Recent hands-on rework workshops proved very successful for the author and delegates reworking these fairly new packages. Special thanks go to TECAN in the UK for making the handheld manual rework foils specifically designed for QFN (quad flat no-lead) and LGA packages. Let us now step through the process in this step-by step-guide.
Firstly, make sure that the solder paste being used in rework is the same as in production. Often a dispense grade with larger ball size or lower metal content is used in repair areas but may not be suitable for stencil printing these fine pitch parts.
Select a micro stencil for the component footprint for a land grid array; this would normally be 0,004” (100 μm) foil (Figure 1). The stencil apertures for the outer pads are produced as one to one apertures. The centre aperture can be single or multiple apertures to cover between 50% and 60% of the surface area. It is recommended to have the paste printed to the centre of the device, not to the edge of the centre pad.

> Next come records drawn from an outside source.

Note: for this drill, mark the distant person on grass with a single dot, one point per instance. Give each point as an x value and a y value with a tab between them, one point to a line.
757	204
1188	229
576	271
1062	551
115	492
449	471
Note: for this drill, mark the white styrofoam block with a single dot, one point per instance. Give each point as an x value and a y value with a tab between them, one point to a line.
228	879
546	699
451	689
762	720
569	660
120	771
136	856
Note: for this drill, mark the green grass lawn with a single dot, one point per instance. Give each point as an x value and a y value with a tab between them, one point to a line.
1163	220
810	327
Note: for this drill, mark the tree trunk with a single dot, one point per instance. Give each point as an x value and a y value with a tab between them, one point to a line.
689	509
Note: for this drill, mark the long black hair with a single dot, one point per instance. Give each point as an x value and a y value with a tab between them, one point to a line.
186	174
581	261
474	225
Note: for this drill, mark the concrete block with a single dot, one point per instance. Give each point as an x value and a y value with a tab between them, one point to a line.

The stencil, being very thin, has a backing foil of between 0,010” and 0,012” thick and allows the stencil to be used for manual hand printing.

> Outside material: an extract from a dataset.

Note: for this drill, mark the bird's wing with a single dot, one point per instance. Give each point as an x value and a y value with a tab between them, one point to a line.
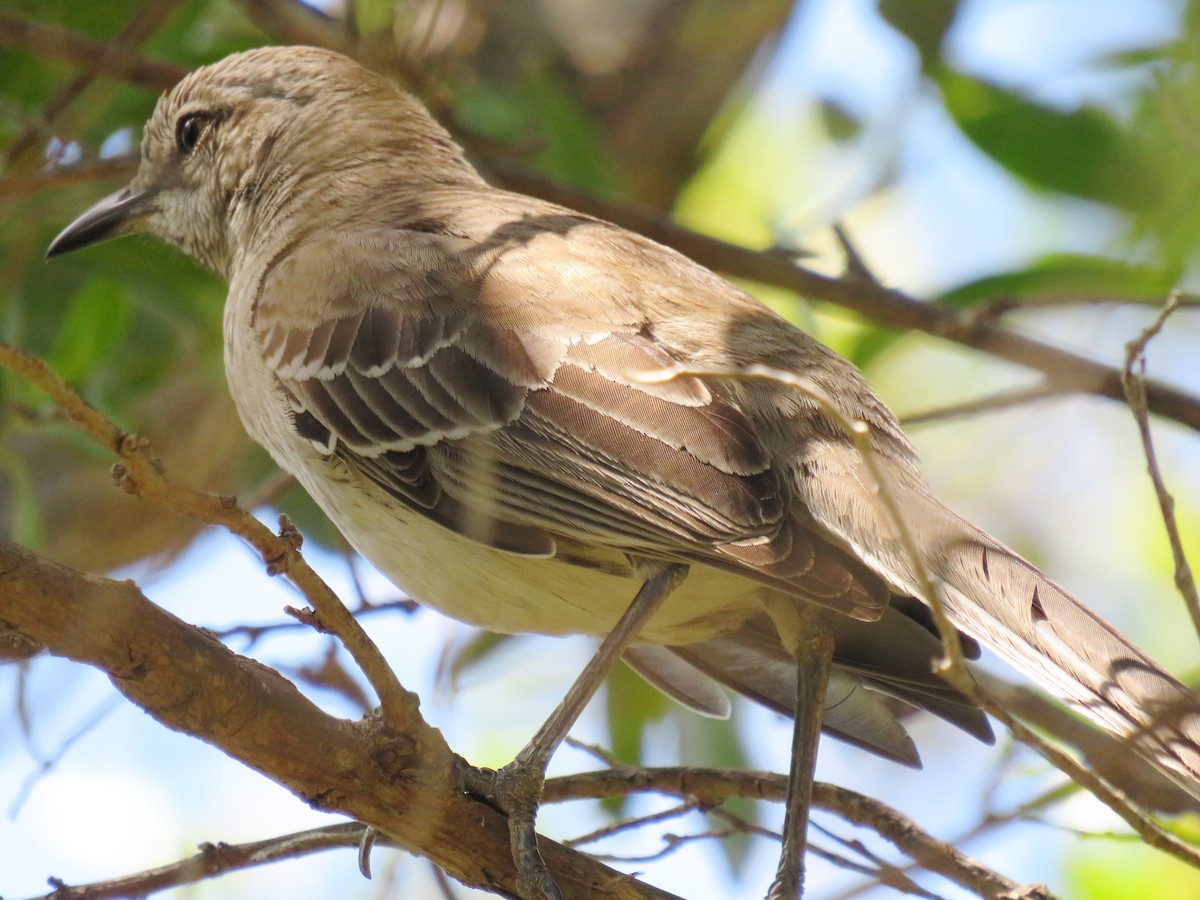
513	425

The thicker support foil (Figure 2), prevents the image foil being flexed during printing, which can lead to inconsistent deposits. The support foil also allows the component to be positioned accurately to the terminations (Figure 3).
Place the LGA/QFN component into the stencil guide and check the right stencil is being used and the apertures are perfectly aligned with the terminations. One finger can be used to hold the component in position while the stencil is turned over for printing (Figure 4). Alternatively a small piece of Kapton tape can be used to hold the part in position.
The component can now be printed with solder paste using a small metal rework squeegee blade. It is important to use the blade in the same way as a printer; make sure the paste is rolling and the surface of the stencil is clean after the print stroke. Inspect to confirm that the paste is completely filling the apertures.
Before printing solder paste onto components, try printing paste images onto a flat surface like copper clad laminate, glass or thick white card. This will allow an opportunity to perfect the repair printing process. When the correct technique has been mastered, check the cleanliness of the stencil apertures and base to prevent contaminating the component surface with paste.
Turn the stencil over so the part can be lifted prior to placement (Figure 5). If the component is lifted manually it can be inspected visually prior to placement on the board. If the stencil is going to be located on a rework system the component can be placed automatically, and inspection of the paste deposits can be conducted on the rework system when the component is aligned with the pads prior to placement.
Make sure you check the stencil after use and clean or check for paste remaining in apertures if you intend to print a second device. Paste release from the stencil is just as important as printing in normal manufacture to achieve the best yields.
Another option is to jet print the solder paste directly to the board or on the surface of the component, just like manual printing. There are two or three jetting systems on the market today, one of which is a benchtop system which is perfect to use for rework or bumping packages.
Bumping QFN/LGA packages can improve reliability and decrease voiding during reflow.